Георгий Чулков «Свирель»

И новый мир увидел я.
Ф. Тютчев

I.

Кончились экзамены. Май на исходе.

Костя гуляет вместе с Дунаевым Николаем по Пречистенскому бульвару. Едва зазеленели липы. Влажны дорожки и потемневшие за зиму скамейки еще лежат опрокинутые. Юный весенний ветер веет в лицо гимназистам. И воробьиный гомон, и майское небо, и по-весеннему повеселевшие колокола — все поет в сердце весело, тонко и нежно.

— Извини, голубчик, — говорит вдруг Дунаев, краснея почему-то, и спешит на боковую дорожку.

Там — рыжеватая гимназистка. В руках у нее букетик ландышей.

И вот Костя видит, как она идет вместе с Дунаевым, улыбаясь и светясь, как будто облек ее нимбом месяц май.

И Косте не то грустно, не то больно. Но и боль, и грусть сладостны. И поет, поет Костино сердце свою тринадцатую весну.

А дома уже лежит на полу раскрытый чемодан, пахнущий кожей, и дядя Сережа, пыхтя, укладывает тщательно белье и покупки.

Мама с влажными глазами целует Костю в лоб. И отец, и сестры, что-то говорят родное, обнимая.

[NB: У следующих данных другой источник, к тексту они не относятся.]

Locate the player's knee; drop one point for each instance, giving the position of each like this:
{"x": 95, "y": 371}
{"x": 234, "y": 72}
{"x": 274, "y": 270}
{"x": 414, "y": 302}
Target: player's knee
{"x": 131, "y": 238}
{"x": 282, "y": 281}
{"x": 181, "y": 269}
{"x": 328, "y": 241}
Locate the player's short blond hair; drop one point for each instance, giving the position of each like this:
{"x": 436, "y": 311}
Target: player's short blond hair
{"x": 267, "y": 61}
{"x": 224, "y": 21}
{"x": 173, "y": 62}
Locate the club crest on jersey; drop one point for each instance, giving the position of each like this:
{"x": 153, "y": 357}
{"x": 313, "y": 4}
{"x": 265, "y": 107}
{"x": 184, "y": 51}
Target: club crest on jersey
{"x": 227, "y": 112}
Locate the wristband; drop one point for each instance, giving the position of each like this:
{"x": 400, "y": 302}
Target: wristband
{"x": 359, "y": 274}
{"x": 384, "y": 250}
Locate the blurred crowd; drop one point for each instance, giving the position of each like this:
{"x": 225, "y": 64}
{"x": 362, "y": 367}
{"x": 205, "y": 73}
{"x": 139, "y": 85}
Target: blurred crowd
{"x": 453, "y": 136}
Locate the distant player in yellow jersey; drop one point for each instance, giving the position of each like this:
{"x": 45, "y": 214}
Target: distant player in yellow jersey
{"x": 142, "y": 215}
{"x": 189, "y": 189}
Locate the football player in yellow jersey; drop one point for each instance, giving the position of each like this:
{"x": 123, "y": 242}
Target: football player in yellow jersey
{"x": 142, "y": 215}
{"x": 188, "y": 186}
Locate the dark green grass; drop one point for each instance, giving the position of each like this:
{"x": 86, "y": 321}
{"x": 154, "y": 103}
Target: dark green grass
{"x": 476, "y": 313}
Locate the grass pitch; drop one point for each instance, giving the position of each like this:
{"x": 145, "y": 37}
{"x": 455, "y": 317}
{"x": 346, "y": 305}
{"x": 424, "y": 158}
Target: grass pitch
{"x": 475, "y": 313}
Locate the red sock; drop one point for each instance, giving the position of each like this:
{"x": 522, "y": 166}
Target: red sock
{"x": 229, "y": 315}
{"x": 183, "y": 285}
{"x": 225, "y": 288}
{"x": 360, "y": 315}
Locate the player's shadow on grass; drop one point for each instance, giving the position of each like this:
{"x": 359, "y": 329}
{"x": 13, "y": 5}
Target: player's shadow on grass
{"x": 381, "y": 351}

Так приятно ехать по Остоженке вместе с дядей Сережей, когда позади — плед с подушками, а в ногах у извозчика чемодан, — приятно так ехать, сознавая, что кончилась гимназия до осени, а вот сейчас предстоит вокзал и вагон и что-то новое в этом городе Козлове.

Когда-то гостил Костя у дяди, но это было давно, как во сне, а теперь Костя большой, и теперь он все поймет и оценит. Да, он большой, почти такой, как Дунаев Николай. И вот вспоминает Костя рыжеватую девочку и покрасневшего товарища, и опять Костино сердце мечтает о непонятном.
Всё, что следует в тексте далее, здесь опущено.